The resonant state synchronizes, amplifies, and prolongs the cell activations that it includes. This change of energy and time scales enables the more slowly varying adaptive weights to learn the activities that they can correlate. By discarding signals other than those that are attended, the resonant state helps to prevent catastrophic forgetting. It is because the resonance triggers learning that the theory is called adaptive resonance theory.

How Hyperactive Volitional Signals May Cause Hallucinations

This description clarifies how the top-down expectations can learn prototypes which are the important memories that the system uses for recall. When such expectations are used only for top-down priming and matching, they organize the processing of bottom-up information, and help to focus attention upon salient combinations of features. But they cannot, by themselves, lead to suprathreshold experiences. As noted above, ART predicts that evolution has exploited the top-down balance between excitation and inhibition to enable internal imagery, speech, planning, and other fantasy activities to occur. In particular, suppose that an inhibitory volitional signal (see Figure 1) can inhibit the inhibitory interneurons in the top-down on-center off-surround cortical priming networks during a time when internal fantasy is desired. One way in which this might be achieved is via inhibitory signals that inhibit the off-surround cells in layer 4 (Figure 2). Then the top-down expectations can, by themselves, activate target cells and lead to resonant, hence conscious, activity. Since these top-down expectations learn the important feature clusters to which the network pays attention, they can read-out enough information to generate a meaningful internal fantasy. I propose that these volitional signals can sometimes become tonically hyperactive, and can fire by themselves, without willful control by the individual. When this happens, the top-down expectations can elicit conscious perceptual experiences that can occur without bottom-up input and are not under the control of the individual, and are therefore experienced as hallucinations.

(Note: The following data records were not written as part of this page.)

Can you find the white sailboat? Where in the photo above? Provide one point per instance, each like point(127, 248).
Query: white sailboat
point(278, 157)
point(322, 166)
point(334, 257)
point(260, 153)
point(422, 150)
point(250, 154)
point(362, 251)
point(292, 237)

Hallucinations during Audition and Speech

ART models have been used to explain a great deal of psychophysical data about auditory and speech perception ( e.g., Boardman et al., 1999; Cohen and Grossberg, 1986; Grossberg, 1986, 1999c; Grossberg et al., 1997; Grossberg and Myers, 1999; Grossberg and Stone, 1986). In these applications, the conscious resonances emerge through feedback interactions between working memories—that store sequences of auditory inputs as evolving spatial patterns of activity—and list chunking, or grouping, networks—that form unitized representations of different sequences of the events that are represented by the working memory. These unitized representations encode phonetically important units, notably words and syllables. Higher-level list chunks can represent combinations of these unitized representations.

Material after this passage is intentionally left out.